Hours and Special Requests:
Our butcher counter is open Monday-Friday, 7am-5pm & Saturday from 11am-5pm. The shop is closed on Sunday.
Breakfast and lunch menus are available Monday - Friday ONLY.
Breakfast: 7am-11am , Lunch: 11am-3pm
ALL regular to-go orders should be made over the phone 720-479-8296 or in person. We do not offer delivery at this time. The maximum number of sandwiches for one pick-up order made day-of is 12.
All large to-go orders (including lunch sandwiches over 12, and breakfast burrito orders over 50) should be arranged by emailing blackbelly catering: email@example.com
Specialty meat orders are available by speaking with a butcher.

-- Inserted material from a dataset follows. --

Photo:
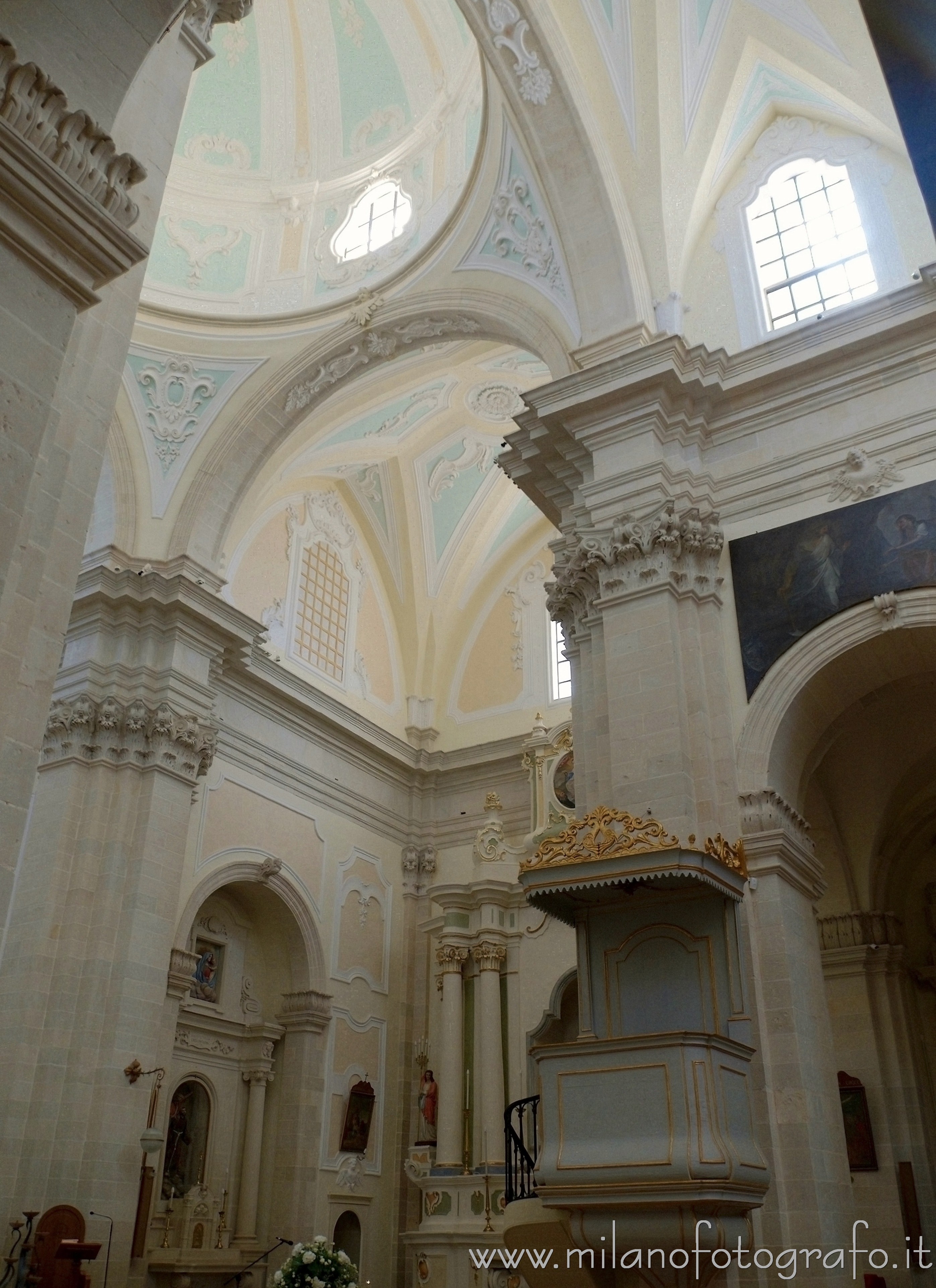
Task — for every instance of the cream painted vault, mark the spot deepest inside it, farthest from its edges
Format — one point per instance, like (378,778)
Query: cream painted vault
(375,339)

Please call 720-479-8296 or come by in person. Common specialty orders for purchase any time (with advanced request) at Blackbelly include: Dry-aged steaks, family style roasts, whole and half animals, specialty charcuterie, in-house salumi.
You may be familiar with our super tasty breakfast burritos! They are FANTASTIC for office meetings and any weekday morning group gathering. However, because of the high volume of requests for large burrito orders, please review the rules below:
- 12 burritos is the max that can be purchased at once in the store, without a pre-order
- We require 48 hours advance notice for orders of more than 12 (by telephone, stop by in person or email firstname.lastname@example.org)
- 7:30 am is the earliest pick-up time available
- All orders are subject to a 15% service fee
- We cannot accommodate meat requests for the butcher's choice meat burrito. It changes daily based on what the butcher has selected on a given day.
....So, what makes our butchery & house made charcuterie so unique and specialized anyway?
Blackbelly is the first and only independent, whole animal butcher shop in Boulder, CO. We are also the only facility licensed to make and sell our own cured meats. Our butcher team, led by Nate Singer, utilizes rare skills passed down for generations. All animals are raised on our friends' ranches and enjoy life in their natural surroundings. These conditions result in the unparalleled quality of all the meat found at Blackbelly.
Blackbelly salumi and charcuterie can take weeks, months or even years to produce. It is truly a labor of love. Our provisions include dry-fermented salami and European-style whole cured muscles, such as prosciutto and coppa. Our house made charcuterie selection also includes pates and terrines, fresh sausages and more.
Our program is designed to utilize the whole animals we receive, and it is not always possible to guarantee availability of every cut, but we always find something very comparable, and the best method is seeing Nate in the shop!
The end result is a modern, artisanal experience that preserves an old world butcher shop approach.
Meet your meat!
We work directly with local ranchers we trust and know personally: RC & Mark of Carter Country Meats, Clint and Mary Kay Buckner of Boulder Lamb & Meats, Taylor McDonald from McDonald Family Farm. Both Carter Country and Boulder Lamb have always applied organic standards to their practices, but they have recently taken steps to deepen their commitment by investing in official organic certification from the USDA.
Blackbelly Beef: Our Carter Country cows come from Ten Sleep, WY. They are dry-aged for a minimum of 35 days, which results in extremely flavorful and tender beef. Blackbelly is working with the Carters to develop a groundbreaking feeding progra to raise standards for sustainability.
Blackbelly Lamb: Boulder Lam & Meats is run by sixth generation rancher Clint Buckner, whose family has raised lamb for more than 130 years. They breed Columbia / Rambouillet ewes, known for their hardiness, with Suffolk and Dorset, resulting in extremely tender meat. They are 100% grass-fed and raised in pasture in Boulder County.
Blackbelly Pork: Our Heritage breed pigs are dry-aged for a maximum of 2 weeks. They are born, raised and slaughtered in Colorado. Our pork comes from two ranches: Clint Buckner's Boulder-based farm, where our Berkshire pigs are fed on a diet 100% from Boulder County; and McDonald family farm, where Duroc Pigs are raised and fed in Brush, CO.